Although there are different studies on the clay and organic matter complexes, they did not address the effective role of both fulvic and humic alone and their association with the cation structure on the surface of pure clay minerals to guide the importance of the type of clay minerals and their reciprocal cations in the reclaimed soil.
MATERIALS AND METHODS
Homoionic Clays
Kaolinite and bentonite clays were purchased from Sigma-Aldrich Comp. Each of 10 g of clays was saturated with, Ca2+, Mg2+,and Na+ by five repeated treatments with 50 ml of 1M concentration of metal chloride. The cation-exchanged clays were thoroughly washed with water, and centrifuged for 10 min at 5000 rpm. The washing and centrifugation procedures were repeated until chloride ion was no longer detected by the AgNO3 test by FAO, (2008).

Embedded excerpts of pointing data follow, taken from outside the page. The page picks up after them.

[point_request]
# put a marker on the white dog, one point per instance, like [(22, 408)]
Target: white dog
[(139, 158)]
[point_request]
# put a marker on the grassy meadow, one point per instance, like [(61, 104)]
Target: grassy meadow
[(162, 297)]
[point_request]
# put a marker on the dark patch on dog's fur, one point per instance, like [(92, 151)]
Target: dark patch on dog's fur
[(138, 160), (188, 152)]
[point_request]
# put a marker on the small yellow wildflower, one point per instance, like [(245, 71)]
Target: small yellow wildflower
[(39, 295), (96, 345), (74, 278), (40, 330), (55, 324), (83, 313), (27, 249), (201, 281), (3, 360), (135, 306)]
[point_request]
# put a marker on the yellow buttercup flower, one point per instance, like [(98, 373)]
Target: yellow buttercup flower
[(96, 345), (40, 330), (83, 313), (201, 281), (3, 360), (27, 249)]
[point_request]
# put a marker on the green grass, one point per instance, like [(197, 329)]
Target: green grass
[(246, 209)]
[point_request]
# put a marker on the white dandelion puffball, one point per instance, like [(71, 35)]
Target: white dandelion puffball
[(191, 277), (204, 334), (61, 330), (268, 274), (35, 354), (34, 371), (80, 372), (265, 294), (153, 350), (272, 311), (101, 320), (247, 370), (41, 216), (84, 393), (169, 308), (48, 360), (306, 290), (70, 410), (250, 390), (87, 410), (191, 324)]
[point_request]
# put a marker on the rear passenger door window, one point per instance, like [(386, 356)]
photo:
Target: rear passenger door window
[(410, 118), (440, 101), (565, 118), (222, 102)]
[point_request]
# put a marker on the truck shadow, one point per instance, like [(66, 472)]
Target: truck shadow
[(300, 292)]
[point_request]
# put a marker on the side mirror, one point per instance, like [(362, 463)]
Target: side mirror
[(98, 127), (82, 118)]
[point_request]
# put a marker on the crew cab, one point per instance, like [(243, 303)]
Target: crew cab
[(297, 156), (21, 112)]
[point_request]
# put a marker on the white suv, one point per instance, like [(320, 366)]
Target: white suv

Extraction of humic and fulvic substances
Humic (HA) and fulvic (FA) acids were extracted from sheep manure according to the standard method described by Sánchez-Monedero et al. (2002). The manure was mixed with deionized water at a rate of 1:5 (w/v) and then treated with 0.5 N NaOH solution to extract the humic substances. Humic acid was separated from humus extract by acidification with 0.1 M HCl to reach a pH of 2.0, after being left over-night. The precipitate was collected and the supernatant was again adjusted to pH between 4.5 and 5 using NaOH solution. The fulvic acid fraction got was settled after 24 h. Both the humic substances and fulvic acid fractions were washed with distilled water to remove impurities. Finally, black coloured fine crystals of humic acid and brown coloured crystals of fulvic acid fractions were obtained.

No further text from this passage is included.